As an economics major, you’ll study some of the world’s most significant social problems such as poverty, unemployment, and the evolution of standards of living over time. To best approach these problems, you’ll study two different but interrelated fields: microeconomics, which provides tools to analyze the trade-offs that individuals and governments confront because of limited resources, and macroeconomics, which explores the sources of economic growth and the causes of recessions and inflation.
Exploration of the realities of economic life in the U.S. and how they correspond to the American Dream. Interdisciplinary perspectives from economics, sociology, and other areas of social inquiry. Emphasis on the consistency between empirical data and different concepts of the American Dream. Specific topics to include sources of economic growth and changing living standards, unemployment, impact of globalization on U.S. citizens, economic mobility, poverty and inequality, and social justice.
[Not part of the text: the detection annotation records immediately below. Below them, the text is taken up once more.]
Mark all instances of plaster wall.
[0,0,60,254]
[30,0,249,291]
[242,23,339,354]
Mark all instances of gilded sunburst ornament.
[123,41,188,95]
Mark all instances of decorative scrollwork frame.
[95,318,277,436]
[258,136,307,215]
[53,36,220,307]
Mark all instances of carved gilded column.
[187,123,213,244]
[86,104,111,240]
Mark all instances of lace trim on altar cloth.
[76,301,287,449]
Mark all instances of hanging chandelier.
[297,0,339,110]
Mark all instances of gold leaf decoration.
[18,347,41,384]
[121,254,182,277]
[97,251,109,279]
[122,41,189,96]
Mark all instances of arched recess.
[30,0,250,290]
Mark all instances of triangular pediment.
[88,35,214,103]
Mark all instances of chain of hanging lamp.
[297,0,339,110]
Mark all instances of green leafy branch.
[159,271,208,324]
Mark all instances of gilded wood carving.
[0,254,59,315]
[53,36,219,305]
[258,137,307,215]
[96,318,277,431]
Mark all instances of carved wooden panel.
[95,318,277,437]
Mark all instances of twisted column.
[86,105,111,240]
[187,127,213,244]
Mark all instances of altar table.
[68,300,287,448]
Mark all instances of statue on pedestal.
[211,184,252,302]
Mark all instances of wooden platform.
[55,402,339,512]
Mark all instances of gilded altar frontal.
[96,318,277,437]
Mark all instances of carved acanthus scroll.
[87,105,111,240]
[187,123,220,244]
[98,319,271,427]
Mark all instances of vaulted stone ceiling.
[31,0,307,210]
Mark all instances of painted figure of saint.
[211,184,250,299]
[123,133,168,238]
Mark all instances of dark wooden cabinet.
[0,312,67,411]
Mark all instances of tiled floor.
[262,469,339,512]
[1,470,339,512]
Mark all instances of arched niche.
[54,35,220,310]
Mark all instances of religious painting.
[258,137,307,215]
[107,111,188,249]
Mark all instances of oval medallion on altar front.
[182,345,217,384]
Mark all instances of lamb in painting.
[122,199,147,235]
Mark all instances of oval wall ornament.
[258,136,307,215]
Behavioral economics is an effort to incorporate ideas from psychology into economic models of behavior. We will focus on popular experimental anomalies, including the Allais and Rabin paradoxes, ultimatum bargaining, the centipede and public goods contribution games. We will examine the extent to which these are consistent with standard economic theory and how they may contradict it. The primary focus will be a critical examination of psychological theories of non-standard preferences including loss aversion, probability weighting, reciprocity, fairness and present bias. Theories of incorrect beliefs and systematic biases such as money illusion and procrastination will be covered. Applications to the current economic crisis will also be discussed. The class will include an introduction to experimental methods in economics, including hands-on experience in the MISSEL laboratory.